Last night I dreamt that I missed running in a race with my best friend because I had spent 8 consecutive hours reading 700 pages of a mammoth version of Lolita. There was also a charter bus involved somehow.
If someone can explain...
I've started to think about this summer and all after. Actually, I've moved beyond thinking about it to being practical about it. I'm moving by the end of the summer. At least moving out of my parents' house. My philosophy towards moving is that it's better to move some place where I already have relationships. Not because I have a problem with making new friends but because now I am too popular and don't feel like adding anymore Mike's or Jessica's to my phone book (I have at least 6 Mike's already). Really, though, I think our relationships are pretty much the most important thing in our lives and maybe we should stop making career driven moves and instead make friend driven moves. Don't get me wrong - I plan to uproot and spend several years pingponging across the country and maybe the world. I just feel that people are a more important factor than typically given credit as being. With that philosophy, there are now only two real places for me to be next year, here in Jersey or back in Michigan.
Michigan is cold.
I'm not ruling a return out of the picture, but as it happens, I have two job leads here in New Jersey. And one of my defining qualities is that I hate job searching. Really, I've been thinking about a list of things I hate, and I had about three, and now I have four. Well, actually, I can only remember two of the original three, so I guess I'm... still at three.

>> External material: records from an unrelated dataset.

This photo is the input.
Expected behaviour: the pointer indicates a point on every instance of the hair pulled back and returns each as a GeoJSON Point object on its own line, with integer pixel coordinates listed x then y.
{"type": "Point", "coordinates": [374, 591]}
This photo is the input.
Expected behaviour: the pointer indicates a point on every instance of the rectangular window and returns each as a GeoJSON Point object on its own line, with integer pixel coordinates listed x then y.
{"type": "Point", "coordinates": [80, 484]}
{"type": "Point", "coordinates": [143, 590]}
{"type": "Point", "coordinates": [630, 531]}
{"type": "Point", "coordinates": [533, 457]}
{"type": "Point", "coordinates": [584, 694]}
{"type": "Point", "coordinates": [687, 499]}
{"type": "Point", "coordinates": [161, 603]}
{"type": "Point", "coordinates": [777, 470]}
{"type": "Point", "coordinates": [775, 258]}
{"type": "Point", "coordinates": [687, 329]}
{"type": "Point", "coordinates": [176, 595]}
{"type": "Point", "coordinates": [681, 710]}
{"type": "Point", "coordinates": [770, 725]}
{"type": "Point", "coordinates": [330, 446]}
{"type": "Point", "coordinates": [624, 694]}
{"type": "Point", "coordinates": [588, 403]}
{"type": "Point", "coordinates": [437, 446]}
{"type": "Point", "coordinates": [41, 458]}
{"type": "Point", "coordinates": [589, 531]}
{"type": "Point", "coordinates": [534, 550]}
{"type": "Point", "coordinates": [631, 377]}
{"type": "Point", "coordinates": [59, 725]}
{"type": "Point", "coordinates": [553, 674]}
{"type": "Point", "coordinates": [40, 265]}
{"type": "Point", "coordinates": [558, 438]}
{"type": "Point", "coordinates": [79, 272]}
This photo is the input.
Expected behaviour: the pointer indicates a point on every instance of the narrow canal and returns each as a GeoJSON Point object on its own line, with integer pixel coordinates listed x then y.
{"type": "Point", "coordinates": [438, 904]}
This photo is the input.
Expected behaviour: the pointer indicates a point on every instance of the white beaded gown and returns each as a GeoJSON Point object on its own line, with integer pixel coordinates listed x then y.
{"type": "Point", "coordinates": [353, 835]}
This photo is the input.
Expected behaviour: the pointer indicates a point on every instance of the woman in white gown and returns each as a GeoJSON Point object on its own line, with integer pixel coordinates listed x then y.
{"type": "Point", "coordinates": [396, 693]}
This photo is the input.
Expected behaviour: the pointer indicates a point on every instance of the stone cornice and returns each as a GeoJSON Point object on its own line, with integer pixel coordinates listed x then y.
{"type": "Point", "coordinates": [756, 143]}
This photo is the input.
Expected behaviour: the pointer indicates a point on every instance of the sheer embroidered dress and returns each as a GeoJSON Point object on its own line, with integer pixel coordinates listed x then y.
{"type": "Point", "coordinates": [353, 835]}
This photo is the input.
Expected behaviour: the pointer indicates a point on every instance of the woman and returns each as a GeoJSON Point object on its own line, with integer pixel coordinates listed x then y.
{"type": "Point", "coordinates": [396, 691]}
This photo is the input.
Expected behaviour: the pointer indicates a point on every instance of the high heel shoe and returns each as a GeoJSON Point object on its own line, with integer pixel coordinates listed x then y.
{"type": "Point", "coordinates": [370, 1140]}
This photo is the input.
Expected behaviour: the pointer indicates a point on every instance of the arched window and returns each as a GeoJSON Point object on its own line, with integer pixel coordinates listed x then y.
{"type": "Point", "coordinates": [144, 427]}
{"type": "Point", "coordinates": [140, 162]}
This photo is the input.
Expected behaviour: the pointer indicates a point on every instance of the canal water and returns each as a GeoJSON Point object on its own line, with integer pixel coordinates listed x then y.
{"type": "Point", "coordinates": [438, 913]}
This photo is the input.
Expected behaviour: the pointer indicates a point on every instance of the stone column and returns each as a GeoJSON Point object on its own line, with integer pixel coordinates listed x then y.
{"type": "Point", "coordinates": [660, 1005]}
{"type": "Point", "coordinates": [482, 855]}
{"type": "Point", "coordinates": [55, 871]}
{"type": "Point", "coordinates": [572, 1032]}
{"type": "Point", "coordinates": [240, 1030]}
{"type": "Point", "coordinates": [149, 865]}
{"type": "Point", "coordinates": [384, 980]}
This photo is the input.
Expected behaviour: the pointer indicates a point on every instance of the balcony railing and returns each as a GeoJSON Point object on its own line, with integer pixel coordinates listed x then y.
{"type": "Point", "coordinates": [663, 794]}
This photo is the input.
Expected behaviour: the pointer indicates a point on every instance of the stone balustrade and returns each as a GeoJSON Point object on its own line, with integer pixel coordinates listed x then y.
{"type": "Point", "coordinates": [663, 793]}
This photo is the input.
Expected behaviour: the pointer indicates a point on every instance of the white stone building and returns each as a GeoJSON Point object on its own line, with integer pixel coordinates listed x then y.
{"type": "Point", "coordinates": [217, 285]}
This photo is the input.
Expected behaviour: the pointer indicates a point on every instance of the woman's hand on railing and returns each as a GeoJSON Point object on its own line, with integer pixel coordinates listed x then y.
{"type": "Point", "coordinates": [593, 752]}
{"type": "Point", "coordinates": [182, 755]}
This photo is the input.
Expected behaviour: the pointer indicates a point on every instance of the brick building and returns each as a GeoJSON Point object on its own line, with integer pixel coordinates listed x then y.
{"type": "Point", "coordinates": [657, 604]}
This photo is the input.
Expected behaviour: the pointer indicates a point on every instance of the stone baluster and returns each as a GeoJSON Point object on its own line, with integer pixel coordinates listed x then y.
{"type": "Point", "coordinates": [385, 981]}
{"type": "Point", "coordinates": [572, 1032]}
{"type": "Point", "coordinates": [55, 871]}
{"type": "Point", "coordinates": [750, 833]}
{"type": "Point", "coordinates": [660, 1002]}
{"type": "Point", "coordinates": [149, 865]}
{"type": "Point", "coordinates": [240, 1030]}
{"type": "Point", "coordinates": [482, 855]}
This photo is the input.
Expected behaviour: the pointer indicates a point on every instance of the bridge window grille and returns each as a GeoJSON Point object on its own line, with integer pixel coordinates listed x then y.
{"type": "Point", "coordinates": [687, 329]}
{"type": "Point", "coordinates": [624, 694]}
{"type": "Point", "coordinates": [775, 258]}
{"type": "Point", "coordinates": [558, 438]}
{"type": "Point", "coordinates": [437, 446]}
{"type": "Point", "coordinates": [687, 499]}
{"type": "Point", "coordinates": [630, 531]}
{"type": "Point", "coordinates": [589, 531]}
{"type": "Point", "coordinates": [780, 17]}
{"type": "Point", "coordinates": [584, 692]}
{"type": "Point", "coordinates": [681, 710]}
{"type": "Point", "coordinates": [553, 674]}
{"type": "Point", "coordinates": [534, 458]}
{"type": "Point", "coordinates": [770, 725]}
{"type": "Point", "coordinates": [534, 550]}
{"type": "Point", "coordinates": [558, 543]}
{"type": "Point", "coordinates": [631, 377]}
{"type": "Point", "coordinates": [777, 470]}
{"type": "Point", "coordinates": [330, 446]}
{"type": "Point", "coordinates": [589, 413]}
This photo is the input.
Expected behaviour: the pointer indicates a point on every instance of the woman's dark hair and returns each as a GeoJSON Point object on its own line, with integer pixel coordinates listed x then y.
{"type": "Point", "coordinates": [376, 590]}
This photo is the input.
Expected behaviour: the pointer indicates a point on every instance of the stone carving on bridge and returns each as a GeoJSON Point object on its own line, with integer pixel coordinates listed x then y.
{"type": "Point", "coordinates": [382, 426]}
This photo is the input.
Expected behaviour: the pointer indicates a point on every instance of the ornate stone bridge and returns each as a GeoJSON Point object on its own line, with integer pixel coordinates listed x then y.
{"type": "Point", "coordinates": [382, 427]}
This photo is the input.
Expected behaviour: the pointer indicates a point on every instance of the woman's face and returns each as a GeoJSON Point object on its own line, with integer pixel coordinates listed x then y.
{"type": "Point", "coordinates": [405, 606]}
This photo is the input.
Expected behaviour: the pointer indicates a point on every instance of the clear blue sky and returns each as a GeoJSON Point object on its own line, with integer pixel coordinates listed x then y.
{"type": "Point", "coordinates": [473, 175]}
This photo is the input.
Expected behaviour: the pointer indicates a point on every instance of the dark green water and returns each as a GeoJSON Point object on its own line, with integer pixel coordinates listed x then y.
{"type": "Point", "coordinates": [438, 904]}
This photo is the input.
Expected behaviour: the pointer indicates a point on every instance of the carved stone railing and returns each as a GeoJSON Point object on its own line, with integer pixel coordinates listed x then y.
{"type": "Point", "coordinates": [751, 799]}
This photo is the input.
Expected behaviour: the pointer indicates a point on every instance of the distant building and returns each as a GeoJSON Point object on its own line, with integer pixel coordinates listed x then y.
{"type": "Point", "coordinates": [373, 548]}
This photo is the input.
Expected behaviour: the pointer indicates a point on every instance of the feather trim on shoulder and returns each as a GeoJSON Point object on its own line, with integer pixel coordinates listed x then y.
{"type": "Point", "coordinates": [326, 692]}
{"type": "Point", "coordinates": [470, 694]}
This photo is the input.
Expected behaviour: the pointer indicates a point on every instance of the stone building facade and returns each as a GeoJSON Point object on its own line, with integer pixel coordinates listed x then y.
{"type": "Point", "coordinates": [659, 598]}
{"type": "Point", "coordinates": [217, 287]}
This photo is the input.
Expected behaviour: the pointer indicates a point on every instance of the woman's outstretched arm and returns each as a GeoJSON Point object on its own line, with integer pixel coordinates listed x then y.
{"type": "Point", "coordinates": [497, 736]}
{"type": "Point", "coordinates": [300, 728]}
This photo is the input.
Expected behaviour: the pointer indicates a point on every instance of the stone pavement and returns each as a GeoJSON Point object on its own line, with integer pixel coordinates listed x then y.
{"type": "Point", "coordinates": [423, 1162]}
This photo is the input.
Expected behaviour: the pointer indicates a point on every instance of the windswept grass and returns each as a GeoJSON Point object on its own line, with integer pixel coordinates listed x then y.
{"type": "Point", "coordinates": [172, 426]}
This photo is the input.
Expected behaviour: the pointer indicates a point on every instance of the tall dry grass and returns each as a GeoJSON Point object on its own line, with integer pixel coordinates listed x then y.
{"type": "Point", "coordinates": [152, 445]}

I put my resume in with one of these jobs tonight. I should have the other one in by the end of the week. It's weird, because it's only January, and the plan is not to be unemployed again until classes end in June (teacher aide jobs are not guaranteed year to year, though I believe it's the sort of hierarchy where seniority is a bonus). If I have to make a decision now, there are still a lot of months left until that decision will be implemented. And if I make a decision to pursue a certain job now, what about the opportunities that will open themselves up in between?
Still, it's nice to already have leads. And both leads are jobs I'd be interested in. And it would be nice if I had to do no more than follow these two through to June.
Also, job searching takes time away from the last two seasons of Alias. I can't imagine what sort of withdrawal I'm going to go through when I finish.